経営陣も現場も「できるはずだ」と目指してやってはいましたが、正直全員驚きましたね。ここまで多くのユーザーが戻ってきてくれるというのは、他のインターネットサービスの中でも類がないことではないでしょうか。
16年前半はダウントレンドで、時には過去の苦しい思い出が頭をよぎったりもして、社内ではかなり危機意識を持っていました。長い間1つのことをやっていると、どうしても気が付くと同じことをやってしまうことがある。組織や意思決定プロセスを変えた上で、現場チームが頑張ってくれたことで、なんとか盛り返すことができました。
――一方で、モンストが生まれた時点でトップを走っていた「パズドラ」はピークアウトを迎え、新規の大型タイトルが次々と生まれています。スマホアプリゲーム業界の“世代交代”を感じることがあります。
ますます群雄割拠になっていますね。新しくヒット作を生み出すのは難しいし、そもそもキープするのも難易度が高い。モンストも、ゲームが飽和していく中で、外に向けていくチャレンジをし続けていく必要性を感じています。海外展開は北米と韓国は撤退しましたが、中国には再参入しました。6月リリースしたゲーム「ファイトリーグ」という次の展開にも力を入れています。
――激しい競争が繰り広げられるゲーム業界で、モンストが勢いを保っていける理由はなんでしょうか。
XFLAGスタジオが掲げているスローガンは「ユーザーサプライズファースト」。「モンストは次に何をやるんだろう?」と期待してもらえるような施策をどれだけできるか。それができないと下がっていくだけなので、ユーザーを驚かせることを常に意識して、ひたすら頑張っています。
もちろんビジネスとして売り上げを見てはいますが、ランキングなどにはこだわりすぎないようにしています。「ランキング1位」であることを気にしすぎると、見失ってしまうものがたくさんある。順位を気にして新イベントや新キャラを出すのは、ユーザーを無視した行為ですし、そうやって伸ばすと必ず反動がある。それよりも、ずっと遊び続けてくれるユーザーを大事にして、還元したいと考えています。

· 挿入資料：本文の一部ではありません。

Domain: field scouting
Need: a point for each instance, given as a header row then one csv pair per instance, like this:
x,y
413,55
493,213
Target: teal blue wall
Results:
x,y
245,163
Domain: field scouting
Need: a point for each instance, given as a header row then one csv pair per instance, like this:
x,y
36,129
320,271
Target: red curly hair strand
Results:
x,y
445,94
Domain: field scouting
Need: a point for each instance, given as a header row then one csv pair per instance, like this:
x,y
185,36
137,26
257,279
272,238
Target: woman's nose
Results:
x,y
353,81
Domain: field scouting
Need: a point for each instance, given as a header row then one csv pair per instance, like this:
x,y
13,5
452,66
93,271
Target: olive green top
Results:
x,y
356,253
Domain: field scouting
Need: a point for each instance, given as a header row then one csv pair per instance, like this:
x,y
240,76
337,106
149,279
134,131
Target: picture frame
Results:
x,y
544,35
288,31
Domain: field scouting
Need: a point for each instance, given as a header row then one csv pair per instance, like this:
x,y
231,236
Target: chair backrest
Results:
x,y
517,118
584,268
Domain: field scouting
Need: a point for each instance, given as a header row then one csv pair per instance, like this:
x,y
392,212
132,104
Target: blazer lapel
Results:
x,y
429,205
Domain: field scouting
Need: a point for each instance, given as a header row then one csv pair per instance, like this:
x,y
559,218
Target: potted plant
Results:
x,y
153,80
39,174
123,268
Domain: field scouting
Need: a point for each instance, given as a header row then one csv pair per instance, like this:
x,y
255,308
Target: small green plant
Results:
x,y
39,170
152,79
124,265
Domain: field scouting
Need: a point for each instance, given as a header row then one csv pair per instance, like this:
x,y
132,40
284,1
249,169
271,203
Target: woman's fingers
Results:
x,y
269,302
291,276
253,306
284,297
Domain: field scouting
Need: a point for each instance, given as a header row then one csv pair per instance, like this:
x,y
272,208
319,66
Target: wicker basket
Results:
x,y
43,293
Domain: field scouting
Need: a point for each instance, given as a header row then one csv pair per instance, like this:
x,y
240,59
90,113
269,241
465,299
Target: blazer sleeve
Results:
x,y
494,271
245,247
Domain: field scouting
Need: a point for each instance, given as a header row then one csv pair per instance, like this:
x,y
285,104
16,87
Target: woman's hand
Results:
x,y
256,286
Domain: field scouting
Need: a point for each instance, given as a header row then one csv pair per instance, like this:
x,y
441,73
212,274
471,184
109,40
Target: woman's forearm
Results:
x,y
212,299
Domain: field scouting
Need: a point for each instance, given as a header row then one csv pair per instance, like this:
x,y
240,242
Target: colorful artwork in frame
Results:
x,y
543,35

――定期的に行っているリアルイベントも、そうしたユーザー還元への意識なのでしょうか。大型イベントを完全無料で行うのは、コスト面だけ見れば非常に重いように思います。
単体で見れば赤字というイベントもありますね。全国を回ってモンストのグッズを販売する「モンスト物産展」も、グッズを売るだけならオンラインストアでもできることです。ただ、実際に遊んでいるユーザーに会いに行って、還元したいという思いが強い。もちろん数字は見ていますが、現状はこうしたリアルイベントをやめる予定は全くありません。チームにとっても、ユーザーと接してじかに熱量を感じることは大きなプラスになります。
それから、近年ライブエンターテインメントの価値が上がっていると感じています。ちょっと前の世代はいわゆるモノ消費で、形に残るものにお金を払っていた。ですが、今の世代はコト消費。モノではなく、お金では変えない体験のニーズが高まっています。リアルイベントはそうしたニーズを満たすこともできると考えています。モンストはある種の経済圏を形成できているので、モンストを中心にしていろいろなジャンルにチャレンジしていくことができます。XFLAGがプロバスケチームの「千葉ジェッツふなばし」のスポンサードを始めたのも、スポーツのようなライブエンターテインメントと、XFLAGのノウハウがミックスすることで、新しいことができるのではないかと考えたからです。